All of which brings us neatly to our first stab at The Right Spec. Horsepower is an intoxicating drug, one generally taken in large and sometimes frightening doses by gearheads around the planet. When the almighty Hellcat variants started popping out of Detroit, there was plenty of ink spilled about them and the novelty of buying a 700+ horsepower machine with a factory warranty right off the showroom floor. These are glorious times.
But $59,570 (the base sticker price of a 2021 Challenger SRT Hellcat) is a lot of money, to say nothing of the $80,170 being charged for the psychotic Challenger Super Stock. Surely there’s a better spec – the right spec – somewhere in the mix?
We’ll direct your attention to the $40,645 R/T Scat Pack. While the supercharged 6.2L Hellcat engine gets all the press, the 392 Hemi V8 makes all the right sounds and cranks out a not-inconsiderable 485 horsepower. It’s paired as standard with a 6-speed manual transmission, which is an option one should select with great haste. Lest you think I’m blindly advocating to save the manuals, this is the same transmission equipped in my own V8 Challenger lurking in the garage.

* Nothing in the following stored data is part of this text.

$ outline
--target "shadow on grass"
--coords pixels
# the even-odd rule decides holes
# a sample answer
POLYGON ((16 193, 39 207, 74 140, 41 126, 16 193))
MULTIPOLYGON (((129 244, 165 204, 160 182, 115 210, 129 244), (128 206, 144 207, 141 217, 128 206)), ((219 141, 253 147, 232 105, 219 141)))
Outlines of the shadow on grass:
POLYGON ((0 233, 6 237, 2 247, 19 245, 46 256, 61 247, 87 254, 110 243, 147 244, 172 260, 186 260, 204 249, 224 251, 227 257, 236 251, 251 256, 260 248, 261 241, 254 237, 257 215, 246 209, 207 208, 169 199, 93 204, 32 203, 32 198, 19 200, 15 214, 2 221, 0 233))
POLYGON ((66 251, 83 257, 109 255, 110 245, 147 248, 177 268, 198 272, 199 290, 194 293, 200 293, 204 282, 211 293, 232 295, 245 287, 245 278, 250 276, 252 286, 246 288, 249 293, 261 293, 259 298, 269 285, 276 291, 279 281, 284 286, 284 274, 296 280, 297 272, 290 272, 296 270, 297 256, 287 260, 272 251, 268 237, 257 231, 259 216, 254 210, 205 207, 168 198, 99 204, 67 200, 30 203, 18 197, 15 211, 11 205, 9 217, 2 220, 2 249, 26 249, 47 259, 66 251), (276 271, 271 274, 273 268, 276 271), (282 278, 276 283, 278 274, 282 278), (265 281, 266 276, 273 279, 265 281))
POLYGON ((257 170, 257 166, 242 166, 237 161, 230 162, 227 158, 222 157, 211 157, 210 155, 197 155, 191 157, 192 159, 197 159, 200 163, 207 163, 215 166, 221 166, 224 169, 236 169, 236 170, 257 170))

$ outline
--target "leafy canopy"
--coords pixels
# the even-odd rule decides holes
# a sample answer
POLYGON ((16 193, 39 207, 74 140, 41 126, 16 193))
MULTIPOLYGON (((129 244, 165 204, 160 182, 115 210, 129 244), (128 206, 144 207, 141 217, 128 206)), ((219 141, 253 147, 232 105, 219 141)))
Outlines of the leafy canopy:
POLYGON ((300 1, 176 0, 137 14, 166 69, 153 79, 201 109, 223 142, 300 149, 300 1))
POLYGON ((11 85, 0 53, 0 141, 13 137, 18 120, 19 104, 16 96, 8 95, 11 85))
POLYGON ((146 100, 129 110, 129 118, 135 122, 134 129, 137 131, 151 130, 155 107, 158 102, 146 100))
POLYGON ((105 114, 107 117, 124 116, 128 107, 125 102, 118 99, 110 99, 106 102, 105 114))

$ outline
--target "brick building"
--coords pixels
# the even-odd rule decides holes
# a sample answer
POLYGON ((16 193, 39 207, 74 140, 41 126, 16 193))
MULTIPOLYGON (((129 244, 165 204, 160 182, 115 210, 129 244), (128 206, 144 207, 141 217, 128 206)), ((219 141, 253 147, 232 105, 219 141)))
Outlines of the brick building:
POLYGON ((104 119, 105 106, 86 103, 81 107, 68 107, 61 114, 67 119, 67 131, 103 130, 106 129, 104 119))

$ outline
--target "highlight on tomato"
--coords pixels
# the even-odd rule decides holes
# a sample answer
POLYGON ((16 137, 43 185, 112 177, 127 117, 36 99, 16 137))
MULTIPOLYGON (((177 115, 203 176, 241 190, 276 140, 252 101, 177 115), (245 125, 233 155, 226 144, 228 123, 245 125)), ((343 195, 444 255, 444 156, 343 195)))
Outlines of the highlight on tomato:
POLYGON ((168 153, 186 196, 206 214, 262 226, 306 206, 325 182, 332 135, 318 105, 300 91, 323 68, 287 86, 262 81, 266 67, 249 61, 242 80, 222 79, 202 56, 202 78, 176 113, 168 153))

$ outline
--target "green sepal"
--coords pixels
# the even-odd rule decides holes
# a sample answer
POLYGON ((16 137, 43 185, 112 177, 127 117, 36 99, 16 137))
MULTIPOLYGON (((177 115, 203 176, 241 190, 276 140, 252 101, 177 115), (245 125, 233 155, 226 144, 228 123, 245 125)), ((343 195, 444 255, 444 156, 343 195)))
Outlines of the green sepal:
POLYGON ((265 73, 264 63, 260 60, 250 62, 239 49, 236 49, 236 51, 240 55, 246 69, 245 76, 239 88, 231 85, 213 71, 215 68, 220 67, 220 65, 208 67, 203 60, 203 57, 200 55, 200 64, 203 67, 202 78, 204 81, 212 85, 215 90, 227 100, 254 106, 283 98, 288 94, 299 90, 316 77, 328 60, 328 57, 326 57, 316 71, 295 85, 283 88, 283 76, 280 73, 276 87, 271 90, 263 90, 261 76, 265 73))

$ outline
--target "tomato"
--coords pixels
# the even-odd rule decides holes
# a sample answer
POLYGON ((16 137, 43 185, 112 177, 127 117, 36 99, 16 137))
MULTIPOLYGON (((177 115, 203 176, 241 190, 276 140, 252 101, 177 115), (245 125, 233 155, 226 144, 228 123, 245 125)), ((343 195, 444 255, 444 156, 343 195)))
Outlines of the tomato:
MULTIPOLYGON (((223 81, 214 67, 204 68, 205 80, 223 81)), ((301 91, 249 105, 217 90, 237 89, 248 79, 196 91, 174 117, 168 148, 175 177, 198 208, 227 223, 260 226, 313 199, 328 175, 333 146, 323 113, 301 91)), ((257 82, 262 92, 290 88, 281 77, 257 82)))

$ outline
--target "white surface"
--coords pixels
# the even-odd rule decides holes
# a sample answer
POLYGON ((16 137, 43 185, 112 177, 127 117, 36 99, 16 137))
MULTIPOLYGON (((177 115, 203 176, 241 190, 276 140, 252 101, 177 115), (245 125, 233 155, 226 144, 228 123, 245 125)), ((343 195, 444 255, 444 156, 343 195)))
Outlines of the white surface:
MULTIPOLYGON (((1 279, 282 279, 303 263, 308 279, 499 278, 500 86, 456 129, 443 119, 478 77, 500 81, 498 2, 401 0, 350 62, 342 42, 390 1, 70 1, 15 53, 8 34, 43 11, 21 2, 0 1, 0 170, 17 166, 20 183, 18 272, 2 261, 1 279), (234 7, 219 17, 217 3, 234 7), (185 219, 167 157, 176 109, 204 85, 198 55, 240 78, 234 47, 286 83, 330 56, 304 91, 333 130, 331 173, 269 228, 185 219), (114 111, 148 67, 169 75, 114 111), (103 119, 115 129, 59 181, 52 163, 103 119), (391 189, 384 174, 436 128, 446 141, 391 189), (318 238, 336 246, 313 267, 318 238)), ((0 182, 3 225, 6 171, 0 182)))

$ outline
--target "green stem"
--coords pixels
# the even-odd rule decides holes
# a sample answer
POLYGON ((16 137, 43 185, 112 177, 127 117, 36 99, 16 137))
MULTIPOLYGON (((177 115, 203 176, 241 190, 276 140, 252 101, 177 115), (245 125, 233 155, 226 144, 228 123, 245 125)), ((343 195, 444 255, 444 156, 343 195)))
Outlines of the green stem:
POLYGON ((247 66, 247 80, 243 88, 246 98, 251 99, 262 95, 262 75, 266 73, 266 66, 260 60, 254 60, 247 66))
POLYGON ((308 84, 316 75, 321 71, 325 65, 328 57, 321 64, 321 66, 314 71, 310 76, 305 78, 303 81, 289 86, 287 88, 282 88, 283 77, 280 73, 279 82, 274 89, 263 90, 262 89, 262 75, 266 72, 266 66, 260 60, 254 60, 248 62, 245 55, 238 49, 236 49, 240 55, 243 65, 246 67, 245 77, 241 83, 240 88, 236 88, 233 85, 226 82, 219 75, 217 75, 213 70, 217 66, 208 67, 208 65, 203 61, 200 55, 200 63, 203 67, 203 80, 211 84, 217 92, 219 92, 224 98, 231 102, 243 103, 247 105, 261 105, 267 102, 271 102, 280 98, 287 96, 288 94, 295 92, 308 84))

Dodge is one of the few manufacturers on this planet with the stones to offer interesting paint choices, and it chooses to name them accordingly. As a bonus, none of them are extra-charge items on the R/T Scat. Your author will select the TorRed shown here because he is an irritating extrovert, though even muted tones have awesome names like Smoke Show and White Knuckle.
The $2,595 Shaker package is a tasty option, permitting the 392 to push a snorkel through Challenger’s hood like a rising submarine. There’s always an argument amongst Mopar types as to whether this feature actually improves performance but there’s no denying its cool factor – especially when paired with a manual transmission. Watching the scoop twitch with throttle inputs and gear changes is a visual treat that never gets old.
Skip items like navigation, extra stereo speakers, and upgraded seats on a Challenger. In terms of the latter, Dodge installs Barcaloungers no matter what upholstery you select, meaning it’s just as well to stick with the base houndstooth. The so-called Technology Group is a similar waste of money on a manual-equipped car, though the $1,295 Driver Convenience Group is worth it for the blind spot monitoring since over-the-shoulder visibility is equal to that of a tank.
Even without any of those options, the R/T Scat Pack represents a car priced at about 2/3rds of a Hellcat but providing way more than 2/3rds of the fun. We’re calling it The Right Spec. What’s your take?
Please note the prices listed here are in American dollars and currently accurate for base prices exclusive of any fees, taxes, or rebates. Your dealer may (and should) sell for less. Keep your foot down, bone up on available rebates, and bargain hard.